City-building

I suppose the headline suggests something big, when all I really want to talk about is dinner in a small town.

I was in Barrie today for a play at the Mady Centre, a charming new theatre right in the centre of town.

Because the weather has been so bizarre of late –record cold this week, after an ice storm over Christmas that knocked out our power for over two days, and record warmth today—the plan was to get there early in case the driving was bad.

I recall seeing a show at the Mady Centre a couple of years ago, when it first opened.  I don’t pretend to know Barrie, but seriously, there seemed to be no place nearby to eat.

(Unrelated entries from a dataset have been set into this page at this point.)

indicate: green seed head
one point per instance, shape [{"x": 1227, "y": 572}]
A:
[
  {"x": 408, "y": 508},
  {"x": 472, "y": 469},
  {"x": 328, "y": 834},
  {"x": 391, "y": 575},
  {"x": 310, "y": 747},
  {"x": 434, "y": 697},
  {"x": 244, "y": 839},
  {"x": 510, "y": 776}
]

The menu (CLICK to see full-size)

Today?  We were sitting in a place called The Local Gastropub, looking at an Indian restaurant across the street.  I can’t comment on the Indian place, but that’s two more places than I was aware of on my first visit.  I believe there’s also a nice café just next door that was completely packed full.

I am reminded of a line from one of my favourite movies, a line I remember using in a 2011 review I wrote of a performance at the Greek theatre at Guildwood in Scarborough.  I said  “if you build it they will come”, speaking of Scarborough, but I could just as easily have been speaking of Barrie & the Mady Centre.

Recently, possibly because it’s the beginning of a new year, I saw writers in the Toronto Star & at CBC asking for suggestions on ways to improve our city.

And it hit me.  What’s a good way to build a city?  Here it is, in miniature.  I’m not saying it’s the only solution, but what Barrie has done is clearly transforming their downtown.  The theatre seems to be attracting people who then need to eat lunch or dinner or to have a coffee or a beer.  It’s not rocket science.  If you want people to come to a downtown to spend their money, they need something to do, some reason not to shrug after work and just get in the car to go home.

Let me pause for a moment to notice that the meal was remarkable.

My salmon and leek cake sitting on green pea mash, surrounded by an impassable moat of whisky sauce

My salmon and leek cake sitting on green pea mash, surrounded by an impassable moat of whisky sauce

One of us had what they called “the best chicken curry I’ve ever had”, and I had a delicious salmon and leek cake, presented on top of green pea mash & a whisky sauce.  The menu is full of attractive items I didn’t try (haggis lollipops? deep fried mars bars?),  that are sufficiently enticing that I want to come back, perhaps next time I take in a TIFT show at the Mady Centre.

Barrie is a little seedling compared to Toronto, but surely what we see happening there is the same kind of process we see anywhere.  If anyone wants to help build a city –Barrie, Toronto, Kukamonga ? –they should fund the arts.  You get a lot of bang for your buck.  For every paid worker there are often others working for honoraria or even as volunteers.

(hello!)

The money spent on the arts is good for the economy.  I have another specimen besides Barrie to point to.  Look at all those European cities.  Their arts are subsidized.  Their tourism & culture are, of course, unparalleled.  You don’t go to Paris or London because you want to get deals on hotels. You’re there for the shows, the operas, the galleries: the art.

And the food before and after.

www.thelocalgastropub.com

This entry was posted in Art, Architecture & Design, Food & Nutrition and tagged , , , . Bookmark the permalink.

5 Responses to City-building

  1. lighthouse75 says:

    That menu alone is enough to make me want to come up from NY and visit. Haggis lollipops? Definitely for me.

    • barczablog says:

      i know! i gotta come back and try other items. I didn’t mention the drinks (mostly local) which are also remarkable (neustadt raspberry sour? as good as it sounds).

  2. Paul Padillo says:

    Sounds wonderful. I love discovering new eateries, and still do even in our little town. We eat well here!